SEATTLE -- From Rainier Beach to the Central Area, Seattle Police officers work the beats in communities that are divided over their trust for the department.
"The police are supposed to be there to protect you, but for the most part they don't do their job," Jamie Brown said.
"Every experience I've had with police in this city has been very positive," countered a young mother out for a walk with her baby.
"I don't trust the police, and I have two friends on the force," Cedric Heidelberg added.
At Earl's Barber Shop in the Central Area, news of a federal civil rights investigation is seen as a step in the right direction. Jackie Robb has lived here his whole life. Sitting in the barber chair getting his graying sideburns trimmed, he said the fragile trust that has been built with SPD over the years is starting to crumble because of highly publicized abuses of power.
"You introduce a crap shoot into it," he said. "That's not good for them or us or me. It's not a good situation."
Most agree Seattle's minority neighborhoods are safer today than they were just 10 years ago. A more high profile police presence, community meetings and drop-in centers are partly responsible.
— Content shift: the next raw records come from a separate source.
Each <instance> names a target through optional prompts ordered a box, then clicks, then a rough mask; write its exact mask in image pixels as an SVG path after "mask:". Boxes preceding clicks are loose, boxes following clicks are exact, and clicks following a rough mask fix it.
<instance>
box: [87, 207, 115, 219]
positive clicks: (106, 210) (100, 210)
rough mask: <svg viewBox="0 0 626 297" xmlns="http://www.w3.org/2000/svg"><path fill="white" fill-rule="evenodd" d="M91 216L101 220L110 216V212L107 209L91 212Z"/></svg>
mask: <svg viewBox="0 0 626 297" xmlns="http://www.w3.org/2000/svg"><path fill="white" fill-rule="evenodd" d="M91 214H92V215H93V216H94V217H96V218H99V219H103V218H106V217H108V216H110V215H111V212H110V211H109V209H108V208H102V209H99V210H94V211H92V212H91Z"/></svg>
Tom Bangasser helps build a community garden at the corner of 23rd and Union. It's something he never would have seen when he started managing properties in the Central Area 40 years ago.
"SPD has a no nonsense policy. Some interpret it as heavy-handed, but my experience with the police has been very good," he said.
Meantime, police continue doing their often thankless work, while this community hopes for better days ahead.
"The police aren't bad," said one African-American man who has lived in the Central Area for more than 50 years. "I know if you respect them, they'll respect you."